# Augusta Archers



## frank_jones (Mar 2, 2006)

*vba*

the soap opra continues!


----------



## mag41vance (Mar 13, 2008)

frank_jones said:


> the soap opra continues!


 I wasn't there, so I won't comment on any hear-say concerning what went on. I just hope they can be reconciled. Life is a vapor. Here then gone.
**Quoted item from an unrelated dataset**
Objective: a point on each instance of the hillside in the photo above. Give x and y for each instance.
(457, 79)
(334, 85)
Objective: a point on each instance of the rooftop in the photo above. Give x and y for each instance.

I will be praying for the folks @ Augusta for sure.


----------



## Brown Hornet (Aug 8, 2002)

It's always something with the VBA :doh:

Maybe they should just stick to hunting in Va :zip:


----------



## X Hunter (Jan 11, 2007)

Brown Hornet said:


> It's always something with the VBA :doh:
> 
> Maybe they should just stick to hunting in Va :zip:


Its a useless org that only gets my money because all the local clubs make you join it to join the club


----------



## frank_jones (Mar 2, 2006)

*vba*



Brown Hornet said:


> It's always something with the VBA :doh:
> 
> Maybe they should just stick to hunting in Va :zip:


has nothing to do for my hunting.


----------



## Brown Hornet (Aug 8, 2002)

Well I got the rundown from Paul last night....pathetic is all I am gonna say.


----------



## va-archer (Mar 5, 2010)

Hey Hornet, dont just let Paul tell you his side of the story. There are always 2 sides to the story and knowing Paul he is only tellin you what he wants you to hear. Not the entire truth. The only thing pathetic about that weekend was Paul and the way that club is ran


----------